JOHANNESBURG
Zimbabwe received a reprieve from full suspension from the Commonwealth this week when a three-man Commonwealth Chairperson's Committee on Zimbabwe decided to give the country another six months to reform.
Australia's Prime Minister John Howard pressed for full suspension at the review meeting in Abuja, Nigeria, on Monday. But Nigeria's President Olusegun Obasanjo and South Africa's Thabo Mbeki decided to wait until the end of the initial one-year suspension period before taking any further action.
Zimbabwe was suspended from the Commonwealth shortly after March elections, which the organisation, along with most Western countries, found was marred by politically motivated violence and conditions that "did not adequately allow for a free expression of will."

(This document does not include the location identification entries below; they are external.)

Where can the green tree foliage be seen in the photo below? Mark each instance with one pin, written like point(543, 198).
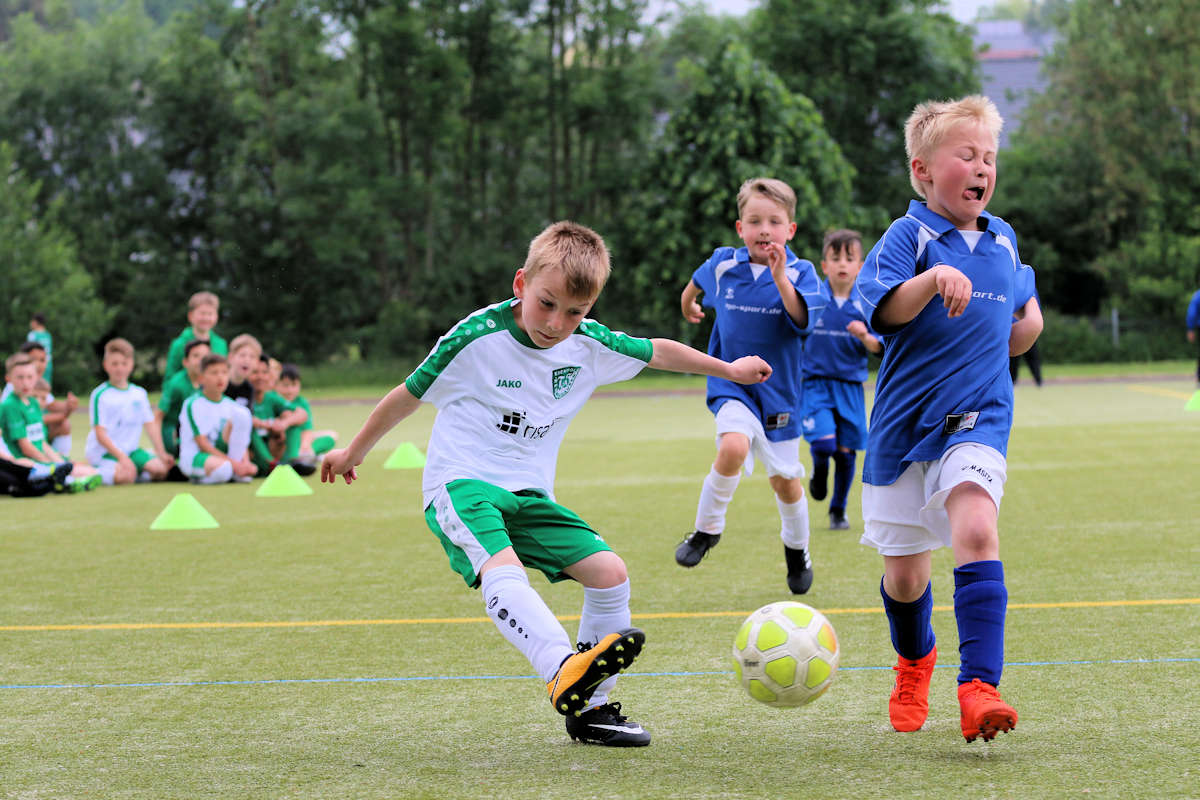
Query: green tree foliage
point(737, 121)
point(865, 65)
point(42, 274)
point(1103, 178)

A statement from the South African government following the Abuja meeting said that it regretted that the post-election reconciliation talks between the ruling ZANU-PF and opposition Movement for Democratic Change (MDC), facilitated by Obasanjo and Mbeki, had stalled.
As a result, Commonwealth Secretary-General Don McKinnon reported that "the level of suspicion, division and hostility between the various parties in Zimbabwe had increased considerably and that reports of harassment of the political opposition, the press and sections of the judiciary continued," a Commonwealth secretariat statement said.

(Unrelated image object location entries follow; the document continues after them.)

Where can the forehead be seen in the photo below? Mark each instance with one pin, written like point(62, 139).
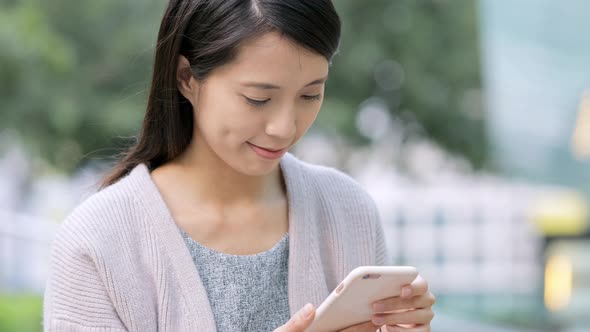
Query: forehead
point(275, 58)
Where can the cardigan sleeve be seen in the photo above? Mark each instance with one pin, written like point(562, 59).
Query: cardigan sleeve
point(75, 296)
point(381, 253)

The committee noted that many of the suggestions made in the Marlborough House Statement, which followed Zimbabwe's suspension, had not come to fruition. These included helping the Zimbabwe government address the land issue, but attempts at discussing the matter with the government were not successful.

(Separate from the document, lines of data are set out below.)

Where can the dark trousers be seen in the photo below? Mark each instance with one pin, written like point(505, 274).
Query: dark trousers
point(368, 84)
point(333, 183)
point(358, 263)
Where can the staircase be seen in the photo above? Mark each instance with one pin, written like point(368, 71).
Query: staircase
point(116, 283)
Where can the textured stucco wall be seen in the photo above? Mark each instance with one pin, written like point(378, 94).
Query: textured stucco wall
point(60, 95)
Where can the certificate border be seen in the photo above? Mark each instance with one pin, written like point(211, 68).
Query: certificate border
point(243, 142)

The committee was also "deeply disappointed" that President Robert Mugabe had not attended the Abuja meeting.
Zimbabwe's state-controlled Herald newspaper reported on Tuesday that Mugabe had felt insulted by an apparently unsigned invitation, and could not negotiate the date of the meeting, making him feel as though he was being summoned.
After the announcement on the troika's decision, The Herald reported that Foreign Minister Stan Mudenge had invited the Australian premier to visit Zimbabwe "to find the truth about the situation in the country".